Aunt Love says grocery prices are getting ridiculous and that if I want chocolate, then I can just make some fudge. She doesn’t get the whole Easter basket, chocolate bunny thing. Says that a new hat and shoes are fine, but she can’t see what eating chocolate has to do with Easter. I guess old people like Aunt Love don’t have the same sweet tooth us kids have. The two kids in the picture that Dad ran in the paper knew about having a sweet tooth. They couldn’t wait to start eating their candy. One of them even gave me a piece. Not a chocolate egg, mind you, but one of those candy Easter eggs that are nothing but pure sugar. It was so sweet it nearly choked me. But beggars can’t be choosers and I couldn’t stand not having at least one piece of Easter candy at the Easter egg hunt.
Actually I had more fun taking pictures than I would have had hunting Easter eggs. I never was very good at that when we had Easter egg hunts at school. Every time I spotted an egg in the grass, some other kid would beat me to it. Unless I tripped him before he got there. All’s fair in love and Easter egg hunts.

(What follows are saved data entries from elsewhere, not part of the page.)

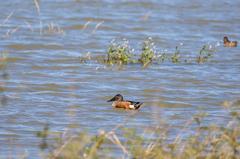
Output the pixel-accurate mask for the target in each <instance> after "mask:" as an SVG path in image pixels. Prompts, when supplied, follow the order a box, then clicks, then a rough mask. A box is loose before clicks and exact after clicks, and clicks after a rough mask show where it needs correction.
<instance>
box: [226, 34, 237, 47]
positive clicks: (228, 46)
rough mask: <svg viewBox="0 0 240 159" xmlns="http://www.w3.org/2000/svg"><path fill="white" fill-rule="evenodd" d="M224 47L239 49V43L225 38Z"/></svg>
mask: <svg viewBox="0 0 240 159" xmlns="http://www.w3.org/2000/svg"><path fill="white" fill-rule="evenodd" d="M223 44H224V47H237V41H230V40H229V39H228V37H226V36H224V38H223Z"/></svg>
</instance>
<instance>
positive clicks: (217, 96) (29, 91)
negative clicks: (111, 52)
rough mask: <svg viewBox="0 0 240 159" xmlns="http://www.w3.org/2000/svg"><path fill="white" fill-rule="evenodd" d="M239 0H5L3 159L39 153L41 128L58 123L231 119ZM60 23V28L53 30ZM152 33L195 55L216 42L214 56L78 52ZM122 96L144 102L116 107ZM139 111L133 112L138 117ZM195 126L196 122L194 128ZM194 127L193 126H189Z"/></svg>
mask: <svg viewBox="0 0 240 159" xmlns="http://www.w3.org/2000/svg"><path fill="white" fill-rule="evenodd" d="M239 8H240V1H230V2H225V1H223V0H220V1H216V0H211V1H208V2H204V3H203V2H202V1H196V0H195V1H183V0H174V1H171V2H169V1H157V0H151V1H145V0H141V1H137V0H130V1H124V0H119V1H117V2H116V1H113V0H100V1H97V0H96V1H95V0H92V1H87V0H86V1H85V0H83V1H82V0H81V1H74V0H72V1H64V0H61V1H54V0H48V1H41V2H40V14H38V12H37V9H36V6H35V5H34V1H22V0H12V1H2V2H1V5H0V13H1V14H0V36H1V37H0V40H1V43H0V51H1V52H8V54H7V55H8V58H9V60H8V63H7V66H6V68H4V69H1V73H0V75H1V77H0V88H1V89H0V100H1V103H0V145H4V146H0V158H6V157H8V156H15V155H19V154H22V153H25V152H26V153H27V154H28V156H31V157H30V158H39V149H38V144H39V142H40V140H39V139H38V138H37V137H36V131H39V130H41V129H42V127H43V126H44V124H45V123H49V124H50V127H51V130H53V131H59V132H61V131H64V130H66V129H67V128H68V127H69V126H70V125H72V124H77V125H79V129H85V130H88V131H89V132H90V133H92V134H96V133H97V132H98V130H99V129H105V130H111V129H112V128H113V127H114V126H115V125H116V124H117V123H122V122H123V121H125V120H126V119H128V123H127V124H126V126H128V127H133V128H137V127H143V128H144V127H147V126H153V127H154V126H156V125H158V124H159V121H160V120H165V121H166V122H167V123H168V124H169V125H172V126H173V127H176V130H173V131H174V132H172V133H173V136H174V134H176V133H178V128H181V126H182V125H183V124H184V123H186V121H188V120H189V119H190V118H191V117H192V116H193V115H194V114H196V113H198V112H199V111H200V112H201V111H204V112H207V113H208V114H209V116H208V117H207V118H206V119H205V120H204V122H205V123H216V124H225V123H226V122H227V121H228V119H229V115H228V113H227V112H226V110H225V109H223V107H222V103H223V102H224V101H225V100H229V101H234V100H237V99H239V94H240V89H239V88H240V82H239V79H240V73H239V72H240V63H239V61H240V55H239V53H240V50H239V47H237V48H224V47H223V46H222V38H223V36H225V35H228V36H229V37H230V38H231V39H235V40H239V39H240V33H239V28H240V23H239V21H240V16H239ZM51 23H53V24H54V25H56V26H59V27H60V29H59V30H58V31H57V32H56V30H55V31H49V30H48V28H47V25H49V24H51ZM147 37H152V38H153V40H154V41H155V44H156V47H157V50H158V51H165V52H167V53H171V52H173V51H174V50H175V47H176V46H180V50H181V52H182V53H183V56H187V57H188V56H189V57H195V56H196V54H198V52H199V50H200V49H201V48H202V46H203V45H205V44H209V45H212V46H213V47H215V48H216V52H215V53H214V57H213V58H212V59H211V60H210V61H209V62H207V63H204V64H197V63H194V62H193V63H190V64H189V63H180V64H172V63H169V62H166V63H163V64H159V65H151V66H149V67H148V68H147V69H142V68H141V66H140V65H127V66H124V67H123V68H121V69H118V67H115V66H113V67H109V66H106V65H104V64H101V63H97V62H96V61H91V62H87V63H81V62H80V59H79V57H81V56H85V55H86V54H87V53H90V54H91V56H97V55H105V52H106V51H107V47H108V45H109V43H110V41H111V40H112V39H121V38H126V39H128V40H129V41H130V45H131V47H132V48H135V50H136V53H138V52H139V51H140V50H141V45H142V42H143V40H144V39H146V38H147ZM117 93H121V94H123V95H124V96H125V97H126V98H128V99H131V100H137V101H142V102H144V105H143V107H142V108H141V110H140V111H139V112H132V111H125V110H117V109H113V108H112V107H111V104H110V103H107V102H106V100H108V99H109V98H111V97H112V96H113V95H115V94H117ZM129 118H130V119H129ZM190 129H191V128H190ZM189 133H190V132H189Z"/></svg>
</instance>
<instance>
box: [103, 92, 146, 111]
mask: <svg viewBox="0 0 240 159" xmlns="http://www.w3.org/2000/svg"><path fill="white" fill-rule="evenodd" d="M107 102H113V103H112V106H113V107H115V108H123V109H135V110H136V109H139V108H140V106H141V105H142V104H143V103H142V102H134V101H129V100H123V96H122V95H121V94H117V95H115V96H114V97H113V98H112V99H110V100H108V101H107Z"/></svg>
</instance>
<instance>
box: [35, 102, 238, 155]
mask: <svg viewBox="0 0 240 159" xmlns="http://www.w3.org/2000/svg"><path fill="white" fill-rule="evenodd" d="M236 103H237V104H238V107H239V101H237V102H236ZM236 103H234V104H236ZM232 104H233V103H229V102H226V103H224V106H225V107H227V109H226V111H229V114H230V116H231V121H230V122H229V123H228V124H227V125H226V126H224V127H222V126H217V125H208V126H203V125H202V120H203V119H204V117H205V116H206V114H204V113H200V114H196V115H195V116H194V117H193V118H192V119H191V120H189V121H188V122H187V123H186V125H184V126H183V128H182V130H181V131H180V132H179V134H178V135H176V137H175V138H174V139H173V140H169V139H170V138H171V137H170V135H169V129H170V128H171V127H169V126H167V125H164V124H161V125H160V126H159V127H157V128H151V129H150V128H149V129H145V130H144V134H139V132H138V133H137V132H136V130H135V129H126V128H124V126H122V125H118V126H116V127H115V128H113V129H112V130H111V131H109V132H105V131H103V130H101V131H100V132H99V134H98V135H96V136H91V135H89V134H88V133H86V132H81V133H79V134H76V133H75V134H73V133H70V132H64V133H61V134H53V133H50V131H49V127H48V126H47V125H46V127H45V128H44V129H43V131H42V132H38V134H37V135H38V137H40V138H41V141H42V143H41V144H40V148H41V149H42V152H44V153H43V154H44V155H43V158H51V159H65V158H68V159H81V158H87V159H92V158H135V159H161V158H163V159H165V158H166V159H173V158H177V159H188V158H191V159H192V158H196V159H201V158H209V159H215V158H222V159H237V158H239V156H240V113H239V112H238V111H236V109H235V110H233V109H232V108H229V106H230V105H232ZM193 125H195V126H193ZM190 127H195V130H194V134H193V135H190V136H188V137H182V136H183V135H184V133H186V131H187V129H189V128H190ZM119 134H121V135H119ZM53 138H55V140H53Z"/></svg>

That’s what Wes told me when I was complaining about not getting any Easter eggs. He says they don’t do Easter egg hunts on Jupiter. They just shoot each other with guns that have paint for ammunition instead of bullets and they all end up looking like an Easter egg for the day. Can you imagine that? A gun that shoots paint! The people on Jupiter have some pretty strange ideas, if you ask me. But maybe you’d better ask Wes. He’s the one who claims to be from Jupiter.

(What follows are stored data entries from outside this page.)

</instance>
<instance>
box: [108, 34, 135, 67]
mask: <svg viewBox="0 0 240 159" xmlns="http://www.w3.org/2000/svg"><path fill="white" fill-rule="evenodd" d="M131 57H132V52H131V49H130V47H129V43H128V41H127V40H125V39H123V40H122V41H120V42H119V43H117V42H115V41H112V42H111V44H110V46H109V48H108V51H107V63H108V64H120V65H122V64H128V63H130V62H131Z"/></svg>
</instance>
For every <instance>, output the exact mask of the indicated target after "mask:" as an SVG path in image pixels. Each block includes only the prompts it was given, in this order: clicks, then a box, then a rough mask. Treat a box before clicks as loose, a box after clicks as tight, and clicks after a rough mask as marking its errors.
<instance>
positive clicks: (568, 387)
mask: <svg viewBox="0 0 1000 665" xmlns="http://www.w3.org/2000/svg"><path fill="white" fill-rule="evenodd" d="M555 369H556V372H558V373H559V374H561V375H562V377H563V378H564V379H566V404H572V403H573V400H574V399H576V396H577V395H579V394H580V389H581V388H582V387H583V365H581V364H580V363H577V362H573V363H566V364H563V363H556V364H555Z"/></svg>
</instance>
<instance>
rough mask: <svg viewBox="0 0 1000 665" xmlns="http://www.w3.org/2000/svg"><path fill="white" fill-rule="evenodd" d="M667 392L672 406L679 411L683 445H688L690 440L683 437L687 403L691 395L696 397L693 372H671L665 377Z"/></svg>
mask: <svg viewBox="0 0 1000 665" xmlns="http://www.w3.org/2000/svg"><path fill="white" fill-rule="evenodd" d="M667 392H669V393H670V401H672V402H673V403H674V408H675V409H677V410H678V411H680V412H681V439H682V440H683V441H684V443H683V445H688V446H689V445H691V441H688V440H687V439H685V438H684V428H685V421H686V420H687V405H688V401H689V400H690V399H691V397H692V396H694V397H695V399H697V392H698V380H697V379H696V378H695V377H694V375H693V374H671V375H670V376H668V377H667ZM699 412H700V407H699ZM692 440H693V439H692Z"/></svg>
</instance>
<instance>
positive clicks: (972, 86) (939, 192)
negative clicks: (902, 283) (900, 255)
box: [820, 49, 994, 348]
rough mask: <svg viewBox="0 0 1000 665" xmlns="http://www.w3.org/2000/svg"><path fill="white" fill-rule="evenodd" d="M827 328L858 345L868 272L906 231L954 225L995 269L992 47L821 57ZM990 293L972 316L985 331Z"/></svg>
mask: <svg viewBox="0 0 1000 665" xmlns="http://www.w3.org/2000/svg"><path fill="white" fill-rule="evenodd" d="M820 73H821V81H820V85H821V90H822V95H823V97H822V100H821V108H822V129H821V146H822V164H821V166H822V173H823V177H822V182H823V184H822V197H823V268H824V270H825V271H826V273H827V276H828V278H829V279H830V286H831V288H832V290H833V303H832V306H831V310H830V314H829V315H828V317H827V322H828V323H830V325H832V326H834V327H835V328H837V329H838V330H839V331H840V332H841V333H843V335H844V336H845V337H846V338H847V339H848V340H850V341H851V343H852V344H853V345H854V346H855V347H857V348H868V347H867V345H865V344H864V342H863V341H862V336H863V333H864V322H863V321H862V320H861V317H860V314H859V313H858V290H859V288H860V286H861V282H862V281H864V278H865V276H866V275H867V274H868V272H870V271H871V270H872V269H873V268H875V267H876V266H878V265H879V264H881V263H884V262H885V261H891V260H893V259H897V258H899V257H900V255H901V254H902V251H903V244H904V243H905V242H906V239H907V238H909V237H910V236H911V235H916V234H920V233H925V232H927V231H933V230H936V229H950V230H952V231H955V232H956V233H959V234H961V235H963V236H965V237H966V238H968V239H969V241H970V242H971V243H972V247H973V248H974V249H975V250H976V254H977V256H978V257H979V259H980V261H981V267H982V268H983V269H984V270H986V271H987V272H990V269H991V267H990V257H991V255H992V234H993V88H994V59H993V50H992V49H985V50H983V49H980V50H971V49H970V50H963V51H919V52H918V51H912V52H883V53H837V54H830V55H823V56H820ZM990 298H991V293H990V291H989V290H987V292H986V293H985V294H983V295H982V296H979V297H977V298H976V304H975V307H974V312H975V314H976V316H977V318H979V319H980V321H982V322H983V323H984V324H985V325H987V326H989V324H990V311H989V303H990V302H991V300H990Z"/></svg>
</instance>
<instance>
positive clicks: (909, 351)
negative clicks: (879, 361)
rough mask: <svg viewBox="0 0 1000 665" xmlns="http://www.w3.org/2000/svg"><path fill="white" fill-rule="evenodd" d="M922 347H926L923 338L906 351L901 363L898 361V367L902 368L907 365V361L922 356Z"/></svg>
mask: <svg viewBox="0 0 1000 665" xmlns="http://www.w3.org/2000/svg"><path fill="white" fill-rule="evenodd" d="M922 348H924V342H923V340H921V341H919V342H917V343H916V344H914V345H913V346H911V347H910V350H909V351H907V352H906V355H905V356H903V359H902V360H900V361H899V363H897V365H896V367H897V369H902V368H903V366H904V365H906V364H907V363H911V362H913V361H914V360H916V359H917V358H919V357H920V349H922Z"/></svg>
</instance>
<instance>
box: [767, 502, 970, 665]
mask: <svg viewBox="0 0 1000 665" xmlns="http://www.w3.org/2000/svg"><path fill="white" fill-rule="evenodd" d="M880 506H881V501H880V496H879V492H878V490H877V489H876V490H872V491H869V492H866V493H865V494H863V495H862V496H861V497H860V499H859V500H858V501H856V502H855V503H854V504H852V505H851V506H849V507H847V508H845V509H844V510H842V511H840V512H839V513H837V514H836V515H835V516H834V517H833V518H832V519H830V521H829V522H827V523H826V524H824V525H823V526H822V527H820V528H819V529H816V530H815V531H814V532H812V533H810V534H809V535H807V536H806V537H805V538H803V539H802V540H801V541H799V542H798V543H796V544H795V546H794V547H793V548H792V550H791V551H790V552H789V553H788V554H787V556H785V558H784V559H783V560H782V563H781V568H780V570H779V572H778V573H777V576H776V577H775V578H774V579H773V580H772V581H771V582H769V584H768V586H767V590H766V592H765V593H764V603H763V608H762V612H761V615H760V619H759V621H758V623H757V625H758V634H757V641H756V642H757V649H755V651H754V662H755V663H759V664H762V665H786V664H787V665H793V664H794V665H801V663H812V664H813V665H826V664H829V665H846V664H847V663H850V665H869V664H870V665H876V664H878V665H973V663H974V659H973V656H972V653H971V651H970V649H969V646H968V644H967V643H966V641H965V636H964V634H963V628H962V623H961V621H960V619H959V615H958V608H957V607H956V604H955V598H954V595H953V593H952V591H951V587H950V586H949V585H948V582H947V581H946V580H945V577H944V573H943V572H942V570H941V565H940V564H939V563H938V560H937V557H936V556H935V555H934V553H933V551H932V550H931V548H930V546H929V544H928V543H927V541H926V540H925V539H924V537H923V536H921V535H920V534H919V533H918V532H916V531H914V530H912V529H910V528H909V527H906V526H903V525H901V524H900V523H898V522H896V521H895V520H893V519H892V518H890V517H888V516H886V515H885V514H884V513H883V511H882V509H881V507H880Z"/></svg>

I guess I need to be remembering the Golden Rule instead of tripping people to beat them to an Easter egg. That’s what Dad will tell me when he reads this. But I didn’t trip anybody Saturday and even managed to sit ladylike in my Easter dress all through church. That wasn’t easy. The crinoline was scratchy and the sash kept coming untied. I’m too old for dresses that have sashes, but it was a hand-me-down from one of the church members’ kids. So I had to wear the flouncy pink thing all decked out with lace. I hated it, but it fit and didn’t cost anything. And with what groceries cost these days, Aunt Love says we have to pinch our pennies. Not to mention the quarters.
Hope you didn’t have to wear a dress you hated on Easter. Did you take pictures? Wear a new hat? Let the news of the empty tomb shake your insides? Aunt Love’s right. That’s what Easter is really about. Resurrection morning! John 3:16.